Мадам наконец оторвалась от созерцания пустоты и посмотрела инспектору в глаза. Затаенная мольба во взгляде лишь усилила ощущение, что перед ним старуха.
— Уродами, мсье Рише. Она торгует уродами. Выродками, которых у нас показывают на ярмарках. Как будто жизнь и так их не наказала… Не спрашивайте подробностей: я их не знаю. И не верю, что у нее есть разрешение от комиссара — никто бы не стал попустительствовать таким мерзостям… Могу сказать только, что Дюбуа стал там постоянным клиентом. И если у Робар его настигла смерть — поделом. У грязных наслаждений своя цена.
Рише не нашелся, что ответить. Уточнив адрес дома, он коротко попрощался и направился к выходу. Мадам нагнала его в дверях.
— Мсье Рише… вы уверены, что не хотели бы увидеться с Маргаритой? Час еще ранний, но это можно устроить…
Он промолчал.
— …просто прелесть что такое. Мими вчера превзошла саму себя. Я едва смогла уснуть от волнения! Какой талант, какой голос! Шарль, ты согласен со мной? Ну что же ты молчишь?

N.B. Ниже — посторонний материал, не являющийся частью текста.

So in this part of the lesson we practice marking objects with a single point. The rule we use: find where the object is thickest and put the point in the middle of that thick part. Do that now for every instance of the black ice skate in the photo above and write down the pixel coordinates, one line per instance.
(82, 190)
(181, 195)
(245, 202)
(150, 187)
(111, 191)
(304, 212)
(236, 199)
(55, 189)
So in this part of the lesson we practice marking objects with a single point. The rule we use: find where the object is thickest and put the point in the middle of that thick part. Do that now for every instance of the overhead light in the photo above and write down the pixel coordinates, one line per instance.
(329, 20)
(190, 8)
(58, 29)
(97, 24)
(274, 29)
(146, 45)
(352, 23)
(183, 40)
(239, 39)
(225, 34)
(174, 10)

Как будто с тобой можно вставить хоть слово.
— Ах да, тебя же не было у Мими… Все-таки ты чересчур много работаешь, Шарль, потому-то ты такой угрюмый. Право же, у него меланхоличный вид, мсье Форель?
— Да, да… весьма.
Лучше сойти за меланхолика, чем за свинью.
— Тебе надо чаще обедать с нами, Шарль. Не спорю, ты занимаешься ужасно важными делами, но иногда служба может и подождать. Ты принесешь Его Величеству больше пользы, если будешь сыт и доволен.

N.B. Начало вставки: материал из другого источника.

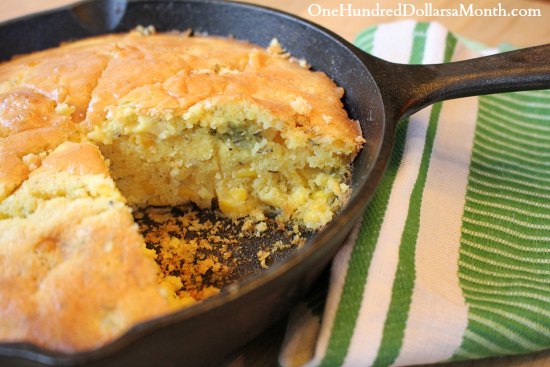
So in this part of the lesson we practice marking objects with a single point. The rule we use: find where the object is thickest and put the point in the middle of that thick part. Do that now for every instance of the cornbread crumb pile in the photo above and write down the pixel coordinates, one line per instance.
(200, 251)
(94, 127)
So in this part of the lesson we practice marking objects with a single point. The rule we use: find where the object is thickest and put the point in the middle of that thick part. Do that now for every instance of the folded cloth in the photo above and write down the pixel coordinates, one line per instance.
(451, 260)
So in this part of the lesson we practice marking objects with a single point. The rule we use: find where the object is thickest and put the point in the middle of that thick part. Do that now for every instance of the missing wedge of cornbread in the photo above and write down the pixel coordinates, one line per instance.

— Да, молодой человек, обильное и регулярное питание — залог крепкого здоровья. В наше время об этом часто забывают.
Почему же тогда ты сипишь и потеешь, будто вот-вот отдашь Богу душу?
— Шарль, я вспомнила, о чем хотела с тобой поговорить. Мими вчера опять нахваливала того гипнотиста, Вуазена. Да ей и рта не нужно было раскрывать — мы сами все увидели. Шарль, он просто волшебник! Ты же знаешь, мы с ней родились в один год…
— Не может быть, мадам Рише! Я полагал, Мими старше вас на добрый десяток лет!
— Ах, не льстите мне, мсье Форель…
Если бы не эта лесть, ты бы не звала его на обеды.
— Так вот, о чем это я… Ах, Мими! Она теперь выглядит такой юной — едва ли не свежее собственной дочери! Что за кожа, что за цвет! Мужчины не могли оторвать от нее глаз — да и кто бы упрекнул их, Шарль? И все это сотворил Вуазен! Нашему бедному старому Тиссо такие чудеса не под силу, он едва-едва справляется с моими морщинками. Сеансов требуется все больше, а проку от них все меньше.
А может, ты просто позволишь себе чуть-чуть постареть, мама?